In actuality, he did additional than endorse them. Even the Texas Solicitor Normal refused to put his name on that piece of drek, but Cruz explained to Sean Hannity on December 7, 2020 that Trump experienced asked him and he’d agreed to argue the case before the Supreme Court docket. He also claimed to be attached to yet another doomed scenario introduced by Pennsylvania Republicans seeking to have all absentee ballots in the state tossed out.
“Mr. Cruz’s perform before and after his involvement in those people issues also raises considerations. He on a regular basis sought to deliberately amplify these bogus statements on multiple events and in several boards,” the group alleges, right before pointing to many debunked promises about absentee ballot treatments in Pennsylvania which Cruz flogged.
According to the criticism, as an attorney associated with the lawsuits, Cruz failed to adhere to Texas’s Disciplinary Code, which cautions that, “A lawyer shall not carry or defend a proceeding, or assert or controvert an challenge therein, except the law firm reasonably believes that there is a foundation for carrying out so that is not frivolous.” In the same way, it asserts that he violated the rule that “a law firm shall not knowingly make a fake statement of materials reality or regulation to a 3rd particular person.”
Ultimately, the The 65 Venture lawyers allege that Cruz’s involvement in the plot to reject electors primarily based on John Eastman’s Coups 4 Dummies memo amounts to “assist[ing] or counsel[ing] a client to have interaction in conduct that the attorney is aware of is legal or fraudulent.” And they’ve acquired US District Choose David O. Carter’s discovering that the criminal offense-fraud exception applies to some of John Eastman’s email messages to back them up when they say that the plan to toss out the electors was criminal in nature.
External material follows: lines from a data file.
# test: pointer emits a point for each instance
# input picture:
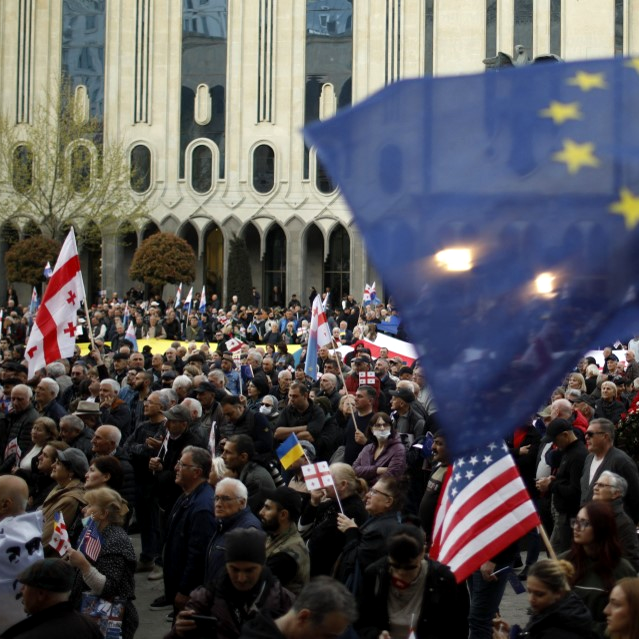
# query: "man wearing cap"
(74, 432)
(245, 588)
(46, 588)
(408, 422)
(233, 381)
(564, 486)
(286, 551)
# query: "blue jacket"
(191, 524)
(215, 558)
Also, in his testimony to the January 6 Select Committee, Eastman took the Fifth about his communications with Cruz, suggesting that no matter what they had been executing might issue him to prison liability. And, bolstering the claim that Cruz was an attorney associated in this harebrained plot, Eastman has selected his e-mails with Cruz as privileged.
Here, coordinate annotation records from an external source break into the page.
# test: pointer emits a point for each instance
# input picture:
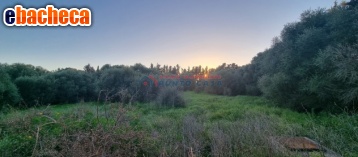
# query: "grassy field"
(209, 125)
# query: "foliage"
(170, 97)
(8, 92)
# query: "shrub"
(170, 97)
(8, 92)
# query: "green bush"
(8, 91)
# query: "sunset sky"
(184, 32)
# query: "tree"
(8, 91)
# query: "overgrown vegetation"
(208, 126)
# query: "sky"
(168, 32)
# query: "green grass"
(204, 120)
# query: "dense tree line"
(312, 65)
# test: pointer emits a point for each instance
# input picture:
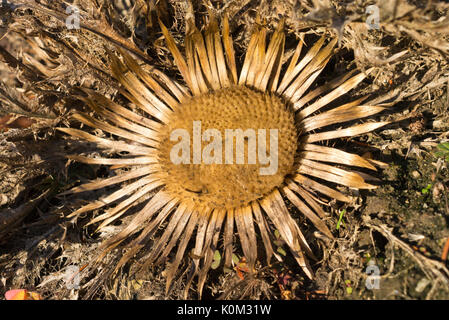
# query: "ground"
(397, 231)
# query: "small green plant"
(426, 189)
(443, 151)
(340, 219)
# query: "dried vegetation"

In March, the Texas Fee for Lawyer Willpower petitioned that the state’s court docket sanction Sidney Powell for her egregious carry out just after the election. But Powell was truly sanctioned by a federal court for misconduct, and is the defendant in many satisfies for defamatory statements she made in the election lawsuits. It’s not apparent no matter whether this complaint from Cruz, whose conduct appears of a unique character than Powell’s has legs.
But even as a form of “copium,” the disapprobation from the previous president of the Texas Condition Bar and the former chair of its Grievance Committee, amid other signatories, is not a excellent seem.
Elizabeth Dye lives in Baltimore exactly where she writes about law and politics.